Given the reality of the environment, the economy, our leadership, and our culture, it is no big surprise that talking about and teaching resiliency is so fashionable. An internet search on resiliency pulls up everything from students to children to adults to business to websites to communities and more, including dogs and cats. From my perspective, the focus on resiliency is good news for everyone, unless you are watching the cat insisting on staying in the dryer, which actually isn’t an example of being resilient, but of being a cat. In every other instance, the more we teach resiliency, the more we learn to be resilient, the more we build our businesses and develop our communities so they are resilient, the better off we all will be.
So what is resilience? In a nutshell, it’s a person’a ability to handle stress and adversity, it is coping in such a way that the person comes back to a normal way of functioning, and it is growing so the person may actually function better after that adversity. It is a process and not a personality trait. Resilience can be fostered by families, schools, communities, and social policies, all of which are considered “protective factors” that help a person handle exposure to risk.  

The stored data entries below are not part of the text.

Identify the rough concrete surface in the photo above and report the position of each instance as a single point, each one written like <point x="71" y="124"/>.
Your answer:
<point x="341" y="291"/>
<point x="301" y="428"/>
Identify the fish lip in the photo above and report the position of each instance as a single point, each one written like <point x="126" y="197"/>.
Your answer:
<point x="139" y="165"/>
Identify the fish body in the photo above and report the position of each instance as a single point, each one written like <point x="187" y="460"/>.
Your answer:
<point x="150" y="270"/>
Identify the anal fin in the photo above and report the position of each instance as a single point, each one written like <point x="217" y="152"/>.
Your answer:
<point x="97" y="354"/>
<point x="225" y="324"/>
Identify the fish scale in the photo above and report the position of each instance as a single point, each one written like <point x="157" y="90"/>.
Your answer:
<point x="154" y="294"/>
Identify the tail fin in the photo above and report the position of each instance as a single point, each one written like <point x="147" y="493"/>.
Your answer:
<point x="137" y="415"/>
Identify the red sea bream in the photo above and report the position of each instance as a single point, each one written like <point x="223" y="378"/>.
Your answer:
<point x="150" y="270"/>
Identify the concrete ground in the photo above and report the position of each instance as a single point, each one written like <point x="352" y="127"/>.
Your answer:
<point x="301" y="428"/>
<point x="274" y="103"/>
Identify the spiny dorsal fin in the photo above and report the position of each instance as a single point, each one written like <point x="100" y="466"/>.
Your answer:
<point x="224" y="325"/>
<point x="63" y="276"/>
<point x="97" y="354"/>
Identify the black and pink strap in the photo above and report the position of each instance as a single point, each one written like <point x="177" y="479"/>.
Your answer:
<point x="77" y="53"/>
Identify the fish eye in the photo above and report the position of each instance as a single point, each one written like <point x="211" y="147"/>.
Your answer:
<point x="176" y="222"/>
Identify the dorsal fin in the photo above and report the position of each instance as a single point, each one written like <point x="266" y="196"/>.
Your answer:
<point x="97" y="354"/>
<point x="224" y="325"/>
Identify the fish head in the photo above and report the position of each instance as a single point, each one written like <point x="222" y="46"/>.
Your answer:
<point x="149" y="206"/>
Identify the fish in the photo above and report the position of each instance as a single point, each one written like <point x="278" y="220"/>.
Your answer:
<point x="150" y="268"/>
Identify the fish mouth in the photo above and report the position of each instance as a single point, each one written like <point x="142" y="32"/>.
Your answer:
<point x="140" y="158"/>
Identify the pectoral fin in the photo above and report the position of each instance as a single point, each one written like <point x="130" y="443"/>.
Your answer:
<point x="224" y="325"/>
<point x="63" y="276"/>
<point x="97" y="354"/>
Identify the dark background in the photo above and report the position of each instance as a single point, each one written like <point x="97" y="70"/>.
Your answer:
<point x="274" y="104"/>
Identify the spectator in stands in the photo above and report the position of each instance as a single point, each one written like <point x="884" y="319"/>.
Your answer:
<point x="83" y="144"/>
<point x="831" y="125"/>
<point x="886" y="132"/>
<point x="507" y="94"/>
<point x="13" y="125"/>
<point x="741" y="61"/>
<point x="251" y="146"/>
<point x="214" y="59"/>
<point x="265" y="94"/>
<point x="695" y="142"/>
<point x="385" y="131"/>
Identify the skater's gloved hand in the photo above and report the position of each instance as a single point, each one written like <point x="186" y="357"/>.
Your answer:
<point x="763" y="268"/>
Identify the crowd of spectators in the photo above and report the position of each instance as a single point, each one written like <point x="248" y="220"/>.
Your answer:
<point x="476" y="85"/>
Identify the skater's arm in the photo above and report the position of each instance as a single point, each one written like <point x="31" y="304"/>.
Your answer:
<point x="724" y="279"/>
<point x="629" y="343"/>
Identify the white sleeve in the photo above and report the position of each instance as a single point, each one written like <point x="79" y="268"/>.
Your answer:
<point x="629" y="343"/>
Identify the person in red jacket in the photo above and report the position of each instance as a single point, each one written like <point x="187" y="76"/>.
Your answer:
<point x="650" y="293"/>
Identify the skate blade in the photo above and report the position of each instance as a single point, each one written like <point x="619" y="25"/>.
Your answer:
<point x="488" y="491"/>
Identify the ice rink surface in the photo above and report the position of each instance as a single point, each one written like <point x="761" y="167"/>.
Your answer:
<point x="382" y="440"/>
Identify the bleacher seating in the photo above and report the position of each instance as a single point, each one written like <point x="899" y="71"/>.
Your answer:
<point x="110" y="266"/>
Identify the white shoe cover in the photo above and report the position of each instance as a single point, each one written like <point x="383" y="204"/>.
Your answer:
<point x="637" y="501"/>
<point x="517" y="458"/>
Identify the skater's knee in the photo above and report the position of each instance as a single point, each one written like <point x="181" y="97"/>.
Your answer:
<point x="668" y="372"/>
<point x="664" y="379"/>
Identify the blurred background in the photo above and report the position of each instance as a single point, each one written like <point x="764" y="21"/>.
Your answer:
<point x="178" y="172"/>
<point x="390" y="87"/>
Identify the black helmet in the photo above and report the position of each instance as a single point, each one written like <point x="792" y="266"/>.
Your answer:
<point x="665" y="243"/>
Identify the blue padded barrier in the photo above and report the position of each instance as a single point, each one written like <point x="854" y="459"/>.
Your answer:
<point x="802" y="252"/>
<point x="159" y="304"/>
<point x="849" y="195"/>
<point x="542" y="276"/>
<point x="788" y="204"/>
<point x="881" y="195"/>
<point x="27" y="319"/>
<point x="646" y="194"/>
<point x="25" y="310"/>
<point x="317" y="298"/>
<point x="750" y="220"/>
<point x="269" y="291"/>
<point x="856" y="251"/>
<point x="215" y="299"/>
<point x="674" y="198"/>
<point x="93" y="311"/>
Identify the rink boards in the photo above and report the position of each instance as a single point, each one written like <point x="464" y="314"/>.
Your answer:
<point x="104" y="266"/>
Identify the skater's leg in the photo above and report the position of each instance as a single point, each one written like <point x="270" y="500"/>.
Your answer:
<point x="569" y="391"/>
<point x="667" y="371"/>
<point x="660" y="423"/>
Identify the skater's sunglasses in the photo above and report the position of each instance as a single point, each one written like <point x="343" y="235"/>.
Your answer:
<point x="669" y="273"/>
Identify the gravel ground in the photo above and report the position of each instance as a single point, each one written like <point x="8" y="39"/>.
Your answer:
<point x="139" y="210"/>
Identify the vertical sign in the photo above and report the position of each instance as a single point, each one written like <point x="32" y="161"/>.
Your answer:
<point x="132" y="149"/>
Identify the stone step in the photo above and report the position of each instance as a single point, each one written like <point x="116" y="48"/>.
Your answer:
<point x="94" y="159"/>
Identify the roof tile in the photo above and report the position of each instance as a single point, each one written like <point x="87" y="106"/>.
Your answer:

If you’re having trouble conceptualizing what resiliency looks like, watch Louis C.K. explain why he doesn’t give his children a cell phone. It’s a lesson in resiliency,  which came to me via In the moment. It’s all about going against the culture, thinking for yourself, facing reality, learning empathy, being yourself, and feeling all your feelings, which is pretty much all a zombie is not. So I guess if we didn’t have cell phones, we could cancel the apocalypse. The bigger issue is whether we would be able to come back from being that connected all the time. Living in the present would be pretty radical, but it would be resilient.